Today is Trey's sixth birthday.
This whole journey I've been on lately with understanding my identity in Jesus as being more than what I do for Him has been most intensely illustrated to me by my relationship with my kids -- especially Trey.
Trey is my namesake, and he is most like me in personality. When I watch him, his reactions, his struggles, his young values -- I see me. When he grows up, he wants to play soccer for the Italian or Irish national teams because the USA sucks at soccer. I swear I didn't put that thought in his head.
Trey and I sometimes butt heads, and when we do it can be rough. My mom has a saying for parenting: "Choose your battles wisely and win every battle you choose." The battles I choose with Trey are often really difficult.
No matter what though, he's my son. He's mine. I see me in him, and that's not pride at all. When Trey scores a goal, that's my boy. When Trey gets his name put on the board at school, that's my boy.
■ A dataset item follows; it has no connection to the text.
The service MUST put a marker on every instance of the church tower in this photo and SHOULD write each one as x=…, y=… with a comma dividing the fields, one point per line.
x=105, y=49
While I will obviously react in two different ways in regard to training/discipline in those two situations, there's one thing that doesn't change: he's my son and I love him more than I can say or understand. Nothing he does or is ever changes that fact.
No matter what, I'm God's son. I am his. He has put His nature in me and seeking His own glory through me is not pride at all. When I preach a good sermon, I'm His boy. When I speak in anger to my wife, I'm His boy. While He obviously reacts in two different ways in regard to my training/discipline in those two situations, there's one thing that doesn't change: I'm His son and He loves me more than I can say or understand. Nothing I do or am ever changes that fact.
Happy birthday, Trey. Thank you for teaching me about who I am. You are my son, I am so pleased with you, and I love you more than you will ever know.
3 comments:
completely understood. my personal experience is that also...having to realize that if i love my kids to the point where there is nothing they can do to make me not love them, then God can surely love me no matter what...since i cant fathom what His emotions are.
i also realize that my troubles with God are so mirrored in the troubles i have had with my own dad. to take that and make changes in your life to not do that to your own children is difficult to say the least.
one day at a time.
Happy Birthday to Trey! I still remember the moment we heard he was here! We talked about you guys on his birthday... can't believe he's six!
Matt and Beth
Did you ever imagine you could love anything or anyone to that depth? Being a father, and loving my children the way that I do, illustrates well for me why Jesus's had\has a desire and willingness to do whatever it took\takes to save me from myself.
P.S. You are doing a GREAT job with Trey. He is a really neat little kid to know. I love having him in class.